I have a dataset of house prices from 2000 to 2016 from several U.S.A. cities. From this I want to predict the price of similar houses at the current date, is this better addressed as a regression problem or as a time series problem. An important point is that the data I have till now is rather sparse, just few thousand of records.
While the other answer is correct that the response variable can be modelled as a linear regression - you are dealing with house prices. As such, your dataset will likely suffer from what is called time series induced heteroscedasticity.
What this basically means is that since your houses will vary by age - i.e. some houses could be one year old, others over thirty years old, then you will have an unconstant variance across your residuals.
If you see this abstract titled "Heteroscedasticity in hedonic house price models", you will note that using Generalised Least Squares was indicated to remove the heteroscedasticity with forecast errors of a lower standard deviation that would be obtained through standard Ordinary Least Squares.
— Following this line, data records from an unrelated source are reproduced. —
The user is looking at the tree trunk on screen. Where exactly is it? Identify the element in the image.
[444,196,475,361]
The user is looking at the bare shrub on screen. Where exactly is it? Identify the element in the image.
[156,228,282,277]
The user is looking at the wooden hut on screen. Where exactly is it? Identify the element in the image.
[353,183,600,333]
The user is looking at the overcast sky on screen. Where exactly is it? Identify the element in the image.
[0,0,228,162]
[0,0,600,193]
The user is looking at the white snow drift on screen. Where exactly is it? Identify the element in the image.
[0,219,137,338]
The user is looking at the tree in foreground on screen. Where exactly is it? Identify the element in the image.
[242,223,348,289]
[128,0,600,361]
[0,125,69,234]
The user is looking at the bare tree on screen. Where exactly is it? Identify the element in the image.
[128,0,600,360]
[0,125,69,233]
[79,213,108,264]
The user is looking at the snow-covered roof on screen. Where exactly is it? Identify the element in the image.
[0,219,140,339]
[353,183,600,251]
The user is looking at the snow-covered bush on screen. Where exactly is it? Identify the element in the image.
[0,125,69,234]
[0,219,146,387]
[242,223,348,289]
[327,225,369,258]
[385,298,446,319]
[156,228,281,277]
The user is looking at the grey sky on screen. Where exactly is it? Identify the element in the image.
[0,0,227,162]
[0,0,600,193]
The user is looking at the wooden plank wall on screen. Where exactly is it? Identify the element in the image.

In summary to your question, your data can be modelled using regression analysis, but you do need to watch out for heteroscedasticity and also serial correlation. Moreover, you might find that your distribution (run a qqPlot to check) may not be normal, and your analysis might be better served through first converting your data to that of a normal distribution using a Box-Cox transformation.
You needn't choose one or the other. Price can be modeled as a function both of its own past values and of independent variables. The latter may themselves have lagged values that additionally help predict price.
Your response variable - house price, and predictors - year, city. Am I correct on this? You could model this as a linear regression and predict the house price.